Take a Second Look
When you've reached the point where you're seriously investigating one franchise, Luther suggests spending two to three days in a store to get a feel for what it will be like to run one. If a franchisor balks at the idea, be suspicious, says Luther. Meet with the franchisor's leadership team by visiting its headquarters. Note the energy of the people and their feelings toward the brand. "Are people smiling and excited?" asks Luther.
And be sure to pay a visit to the company's legal department. Find out how many lawsuits it's involved in, and find out why. If the company is focused on evaluating and improving standards, says Luther, "franchisees should look at that as a good thing" because it shows the franchisor's commitment to upholding its concept. Ultimately, the deeper you go in examining your choices and evaluating franchisors with an objective eye, the greater your chances are of entering into a business marriage that's for better, not worse.
For more information on how to buy a franchise, visit our FranchiseZone
|RED LIGHT, GREEN LIGHT|
Before you put your franchise plans into high gear, learn what to watch out for.
Red Light/Green Light is not just a kids' game-it's a universally understood signal system meaning stop/go. Investigating a franchise promises excitement and opportunity, but if you don't pay attention to the signals, you're just playing in traffic.
Red Light: You make an impulse decision based on an exciting franchise sales presentation.
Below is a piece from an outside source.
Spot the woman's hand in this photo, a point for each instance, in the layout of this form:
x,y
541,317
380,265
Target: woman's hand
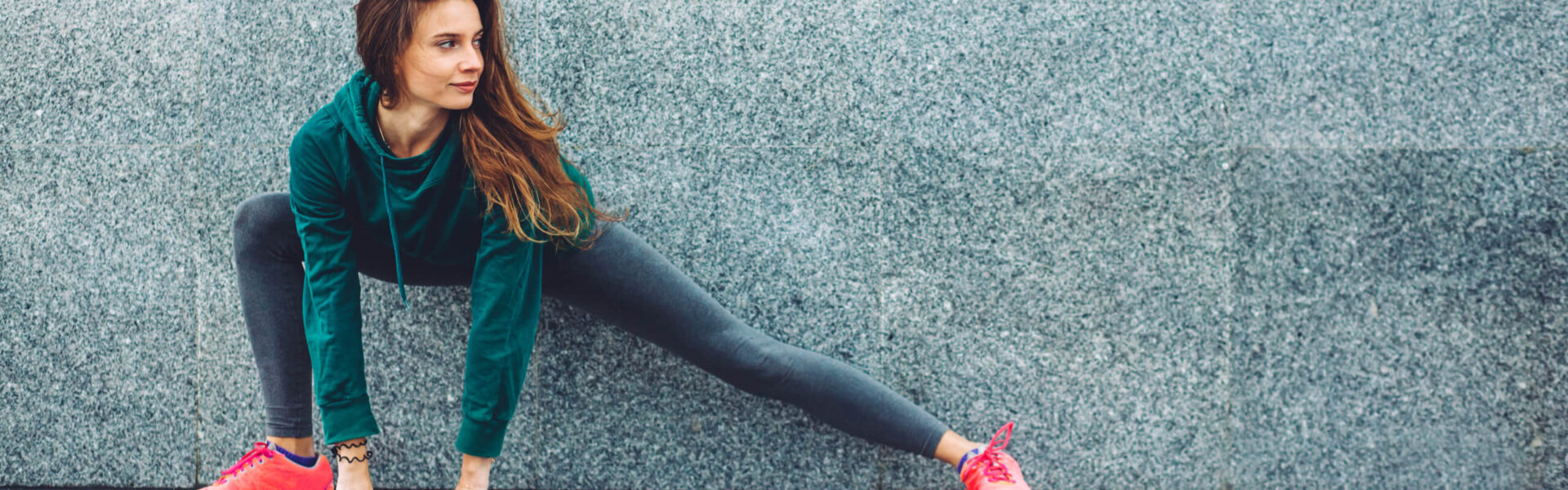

Green Light: You focus on your interests, read a lot, research the opportunities presented to you and ask questions. Realize that selecting and evaluating a franchise is a double decision: You're selecting a business that will engage your energies for a long time to come, and you're choosing a partner in the franchisor. This is too important to allow yourself to be sold; you want to pursue a franchise opportunity because it meets your predetermined needs and desires.
Red Light: You dash through the internet to see what strikes your fancy, believing the hype.
Green Light: You use the internet to browse and collect information, but as you narrow the search, you contact each company and gather information directly. There's a rather high hype-to-fact ratio on the net, especially on franchise promotion sites.
Red Light: You toss the Uniform Franchise Offering Circular (UFOC) into your file or, worse, in the trash, and never crack it open, figuring "Who needs all that legalese?"
Green Light: You understand what's in the UFOC and wouldn't dare toss it aside. This remarkable document gives you a decided advantage compared to other types of investments. The UFOC actually spells out in plain English (there is no legalese allowed, except in the contracts) all the "material" (read: important to you) information about the franchise, the franchisor, the franchise system and the financial dynamics of the investment.
There are three main components of a UFOC: a 23-item narrative description, including contact information on current franchisees and those who left the system in the past year; audited financial information about the franchisor; and the forms of contracts you'll be asked to sign.
The narrative description of the offering is most helpful. It reviews, in summary form, the franchisor's background (business, litigation and bankruptcy); the fees you'll pay the franchisor; estimates of your total investment in the franchise; your inventory and other purchasing requirements; financing provided by the franchisor; the contractual service obligations of the franchisor; trademarks/copyrights/patents; renewal/transfer/termination provisions; earnings claims information; and statistical summaries of the entire franchise system.
Red Light: You do a full review of the UFOC all by yourself.
Green Light: You have the audited financials prepared by an independent CPA. Once you get independent insight into the financial health of the franchisor, you can judge whether the company is rock-solid or financially wobbly. If you're uncomfortable reading those numbers, by all means hire an accountant or business advisor who can interpret them for you. The same "green light" applies to hiring legal assistance with the franchise agreement. This is not the place to pinch the nickel until the eagle screams. Think of it as investment insurance-professional advice on your franchise is money well-spent.
Red Light: You don't want to impose on current franchise owners-they must be so busy.
Green Light: You are eager to talk to as many current franchisees as you can. This is your best source of candid views on the investment opportunity. Make an appointment and visit. A current franchisee can give you the clearest signal of all.